1. You have said that the biggest threat of technology is not from the apparatus itself but from its corruption of the human essence. What is the major threat of technology against the human essence?

This is something Heidegger wrote about in his seminal essay, ‘The Question Concerning Technology’. He said that technology encourages us to adopt an instrumental relationship to the world, so we tend to see things as means to our own ends rather than as ends in themselves. If that becomes our default mode of relating to the world then that reduces us as human beings. We lose our reverence for nature, we lose our openness to the fundamental mystery of existence, and our sense of the sacredness of life. Then our hearts become hardened. Rather than living in wonder, we find ourselves cut off from spirit, and that is how we lose touch with what it means to be human. This is because to live humanly is at the very least to live with our hearts open to the mystery of existence. I would also say that freedom belongs to the human essence, and the more sophisticated technology gets, the more it tends to undermine our freedom. By freedom I mean the capacity to live by the ideals, aims and values that we have ourselves adopted, rather than having them imposed on us. One of the effects of the technologisation of our lives is that we are more and more hemmed in, and forced to conform to a machine-dominated world, with the result that our ability to act freely is compromised.

 

  1. You seem to imply that technology is opposing the natural cosmic order or flow of evolution. In what way is technology in opposition to the cosmic order?

I wouldn’t want to say that all technology places us in opposition to the cosmic order. There are many technologies that don’t have the devastating effects that we have seen produced by more recent technological developments. It was really with the scientific and industrial revolutions that we collectively embarked upon a course that has led to our “falling out of the Tao”. Our human activities have increasingly been commandeered by the power of our modern technologies, and this is because we have surrendered to an unremittingly instrumentalist attitude, which tells us that the more efficiently we can exploit nature the better. And so our technologies lead us even further into imbalance. How can anyone look at what is now occurring in the world today and not know that we are rebelling against the cosmic and natural order?

 

  1. Your own research considers what you call the ‘shadow sides of technology.’ Are these ‘tech shadows’ in any way representative, or a projection of, our own human shadows?

 When we consider the digital revolution, and the process of miniaturization that electronic technology has gone through, we can see how incredibly useful it has been to us. The computer and the smartphone have become indispensible for most of us, if we are to function in the contemporary world. But we also need to see that these technologies play into our weaknesses. They cannot really satisfy our deeper yearnings. Rather, they tend to distract us away from what is living within ourselves as our deeper purpose, and instead we fall prey to our more superficial desires. There is the shadow! Or one of the shadows.

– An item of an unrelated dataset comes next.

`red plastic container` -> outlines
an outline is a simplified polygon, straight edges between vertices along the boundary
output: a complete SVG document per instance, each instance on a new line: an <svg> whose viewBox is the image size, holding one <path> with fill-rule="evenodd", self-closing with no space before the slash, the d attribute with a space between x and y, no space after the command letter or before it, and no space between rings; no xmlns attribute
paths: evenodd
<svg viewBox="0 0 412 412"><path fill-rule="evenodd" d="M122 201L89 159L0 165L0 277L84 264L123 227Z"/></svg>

We are all so hungry, but what are we actually hungry for? We can so easily misunderstand our own inner yearnings. We must keep asking: What is it that will really satisfy us? I don’t think it is the next seductively designed iPhone or smartwatch. The “feel good” factor of the shiny new device doesn’t last long, because in the end it is just a thing. And while this technology certainly enables us to do so much more than we can do without it, it does not in itself satisfy the deeper hunger that lives in the soul.

 

  1. Would you say there is an unbridgeable gap between technologists and ‘soulful philosophers’ such as yourself? What is missing in this dialogue?

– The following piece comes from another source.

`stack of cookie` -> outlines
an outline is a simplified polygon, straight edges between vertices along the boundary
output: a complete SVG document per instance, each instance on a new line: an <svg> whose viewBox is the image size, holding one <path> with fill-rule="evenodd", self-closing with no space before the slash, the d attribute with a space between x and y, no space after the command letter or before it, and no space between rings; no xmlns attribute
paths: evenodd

 Some of the most interesting and perceptive writers on technology have been fully immersed in the world of technology – like for example Sherry Turkle, whose career was as a professor at MIT, and Stephen Talbott, who worked for fourteen years in the computer industry. I know quite a few people who have worked for many years in programming or within the tech industry, who have reflected deeply on it. I think there is plenty of scope for dialogue. Our common ground is that we are all human beings. The crucial question is: What is the true image of the human being? I think now this question becomes ever more urgent, and must be asked by all of us.

 

  1. In your most recent book you refer to the ‘infrastructure of electronic totalitarianism.’ Would you say that our current global civilization is shifting into a form of techno-totalitarianism?

I fear this is what is happening, and it has been accelerated in recent months by the way governments all over the world have responded to the global coronavirus pandemic. There is grave danger that in different countries – even those with long democratic traditions – citizens become adjusted to living under a state of emergency that then becomes normalized. We have very quickly become habituated to the drastic limitations placed on our freedom by our governments, under the pretext of protecting the public from a fatal infectious disease (which it turns out is not nearly as fatal as at first predicted). Then the armory of state surveillance, electronic tracking and tracing, cashless transactions, immunity passports and so on, is brought to bear on us.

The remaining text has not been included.